Is it possible to solve $-2x^2 = \ln(x)$ without using a calculator?

Answer 1

As mentioned in the comments, there is no way in terms of "elementary functions" to express the result. Therefore, it would be difficult to obtain even a "good" approximation without the use of a calculator/computer.

There is a "special function," however, called the Lambert W Function, "W," that is defined by the equation

$$z=W(z)e^{W(z)}$$

Therefore, we can write $-2x^2=\log x$ as $x=e^{-2x^2}$ and proceed as

$$\begin{align} e^{-2x^2}&=x \\\\ \left(e^{-2x^2}\right)^2&=x^2 \\\\ 4e^{-4x^2}&=4x^2\\\\ 4&=4x^2e^{4x^2} \\\\ x&= \frac12\,\sqrt{W(4)} \end{align}$$

Thus, we have

$$\bbox[5px,border:2px solid #C0A000]{x=\frac12 \sqrt{W(4)}}$$

We have as a numerical approximation for $x$

$$\bbox[5px,border:2px solid #C0A000]{x \approx 0.548217079752006}$$

Answer 2

You can solve it without a calculator, but not algebraically. The World's greatest mathematicians like Gauss, Euler, Jacobi, Riemann etc. had to do without calculators. How would they have done it without wasting time with doing lengthy calculations by hand? They could have transformed the equation into one which involves analytic functions of first order. If you put $x = \sqrt{t}$, you get:

$$\log(t) = -4 t$$

If we exponentiate both sides, we get:

$$\exp(-4t) - t = 0$$

A simple inspection leads to the conclusion that there is only one real zero at approximately $t\approx 0.3$ which we can improve on e.g. using Newton's method. But as we want to do this without a calculator and without doing lengthy calculations by hand, we won't pursue this route.

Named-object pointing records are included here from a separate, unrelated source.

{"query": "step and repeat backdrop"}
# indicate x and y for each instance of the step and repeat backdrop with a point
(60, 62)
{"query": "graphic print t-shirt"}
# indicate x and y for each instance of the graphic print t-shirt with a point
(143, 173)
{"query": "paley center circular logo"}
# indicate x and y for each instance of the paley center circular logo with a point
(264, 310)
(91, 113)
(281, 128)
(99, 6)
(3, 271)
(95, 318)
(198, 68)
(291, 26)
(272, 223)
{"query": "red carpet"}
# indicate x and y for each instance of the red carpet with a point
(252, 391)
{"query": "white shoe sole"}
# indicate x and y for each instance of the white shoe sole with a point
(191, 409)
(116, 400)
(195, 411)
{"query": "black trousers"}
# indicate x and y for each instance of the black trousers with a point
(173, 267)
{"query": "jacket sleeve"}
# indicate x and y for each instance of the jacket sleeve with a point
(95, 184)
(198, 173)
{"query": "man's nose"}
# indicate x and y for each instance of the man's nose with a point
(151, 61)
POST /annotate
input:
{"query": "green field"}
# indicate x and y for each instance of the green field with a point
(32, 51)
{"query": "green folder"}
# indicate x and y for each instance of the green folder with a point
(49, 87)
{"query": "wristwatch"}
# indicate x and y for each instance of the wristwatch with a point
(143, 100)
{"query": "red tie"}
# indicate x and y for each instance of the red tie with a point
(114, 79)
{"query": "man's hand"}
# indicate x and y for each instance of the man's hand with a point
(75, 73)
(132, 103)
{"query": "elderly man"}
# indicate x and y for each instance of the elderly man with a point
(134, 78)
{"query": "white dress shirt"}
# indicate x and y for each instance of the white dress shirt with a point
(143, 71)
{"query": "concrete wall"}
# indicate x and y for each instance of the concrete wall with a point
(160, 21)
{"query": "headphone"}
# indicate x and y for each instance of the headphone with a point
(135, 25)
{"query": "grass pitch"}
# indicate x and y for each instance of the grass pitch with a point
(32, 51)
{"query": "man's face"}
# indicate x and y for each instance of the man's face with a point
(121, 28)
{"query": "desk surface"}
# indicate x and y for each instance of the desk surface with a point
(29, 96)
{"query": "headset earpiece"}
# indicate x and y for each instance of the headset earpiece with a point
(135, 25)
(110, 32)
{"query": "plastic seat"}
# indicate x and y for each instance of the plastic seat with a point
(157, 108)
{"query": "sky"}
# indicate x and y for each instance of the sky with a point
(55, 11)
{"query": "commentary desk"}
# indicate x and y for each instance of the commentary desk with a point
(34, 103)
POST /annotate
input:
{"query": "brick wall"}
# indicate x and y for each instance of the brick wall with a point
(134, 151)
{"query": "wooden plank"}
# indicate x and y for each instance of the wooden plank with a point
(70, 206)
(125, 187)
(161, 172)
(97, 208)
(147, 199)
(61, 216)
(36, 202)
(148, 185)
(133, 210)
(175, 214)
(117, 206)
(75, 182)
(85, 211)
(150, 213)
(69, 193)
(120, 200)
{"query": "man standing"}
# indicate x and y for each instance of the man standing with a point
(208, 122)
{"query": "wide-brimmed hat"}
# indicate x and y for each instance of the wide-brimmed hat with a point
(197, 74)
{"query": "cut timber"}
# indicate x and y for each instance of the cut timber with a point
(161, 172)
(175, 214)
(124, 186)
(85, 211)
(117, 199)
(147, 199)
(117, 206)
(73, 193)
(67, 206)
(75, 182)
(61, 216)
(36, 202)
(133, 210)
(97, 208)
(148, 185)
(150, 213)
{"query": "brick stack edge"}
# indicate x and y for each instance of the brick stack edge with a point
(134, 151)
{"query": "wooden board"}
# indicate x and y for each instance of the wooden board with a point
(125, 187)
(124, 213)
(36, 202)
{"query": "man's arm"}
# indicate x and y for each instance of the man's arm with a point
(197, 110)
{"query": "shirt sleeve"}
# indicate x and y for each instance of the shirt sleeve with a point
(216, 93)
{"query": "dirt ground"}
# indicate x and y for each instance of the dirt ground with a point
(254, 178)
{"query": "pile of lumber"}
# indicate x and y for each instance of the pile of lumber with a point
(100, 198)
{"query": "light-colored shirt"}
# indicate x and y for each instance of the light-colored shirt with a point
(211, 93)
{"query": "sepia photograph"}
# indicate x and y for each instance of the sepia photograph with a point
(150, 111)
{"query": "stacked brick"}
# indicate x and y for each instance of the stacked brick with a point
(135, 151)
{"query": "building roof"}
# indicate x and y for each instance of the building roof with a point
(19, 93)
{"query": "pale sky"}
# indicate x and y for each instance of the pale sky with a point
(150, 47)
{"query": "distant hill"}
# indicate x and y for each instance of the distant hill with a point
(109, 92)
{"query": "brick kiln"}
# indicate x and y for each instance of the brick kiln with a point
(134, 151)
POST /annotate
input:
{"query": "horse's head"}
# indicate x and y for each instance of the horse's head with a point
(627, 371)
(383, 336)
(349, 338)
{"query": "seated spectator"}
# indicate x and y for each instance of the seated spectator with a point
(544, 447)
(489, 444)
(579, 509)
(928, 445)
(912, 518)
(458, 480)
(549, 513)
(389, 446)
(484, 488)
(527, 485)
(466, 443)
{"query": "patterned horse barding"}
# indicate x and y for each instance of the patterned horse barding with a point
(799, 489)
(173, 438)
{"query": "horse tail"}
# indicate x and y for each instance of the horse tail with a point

Instead, let's put $f(t) = \exp(-4t) - t$, and consider all the zeroes $\alpha_n$ of this function in the complex plane. Consider the contour integral:

$$\oint_{C(R)}\frac{1}{z^n}\frac{f'(z)}{f(z)}dz$$

where $C(R)$ is a counterclockwise contour with radius R and has as its center the origin. Then this integral tends to zero for $R\rightarrow\infty$, which means that the sum of all the residues of the integrand equals zero. From this we can conclude that:

$$\sum_{k}\frac{1}{\alpha_k^n}=-n c_n$$

where $c_n$ is the coefficient of $z^n$ in the series expansion of $\log[f(z)]$. This summation will be dominated by the real zero, which lies quite close to the origin. We can easily expand $f(t)$ in series:

$$f(t) = 1 - 5 t + 8 t^2 - \frac{32}{3}t^3 + \mathcal{O}\left(t^4\right)$$

The logarithm of this is easily calculated by hand:

$$\log[f(t)]=- 5 t - \frac{9}{2} t^2 - 9t^3+\mathcal{O}\left(t^4\right)$$

We thus have:

$$\sum_n\frac{1}{\alpha_n^2} = 9$$

and:

$$\sum_n\frac{1}{\alpha_n^3} = 27$$

If we approximate these summations by pretending that only the real term contributes to them, then we find that the zero is at approximately $1/3$. which is quite a good approximation. But we can do much better by considering the asymptotic behavior of the zeroes with large modulus and subtracting the contribution they approximately make to the summation.

So, clearly it is possible to get to quite accurate approximations without using a calculator or doing tedious computations by hand.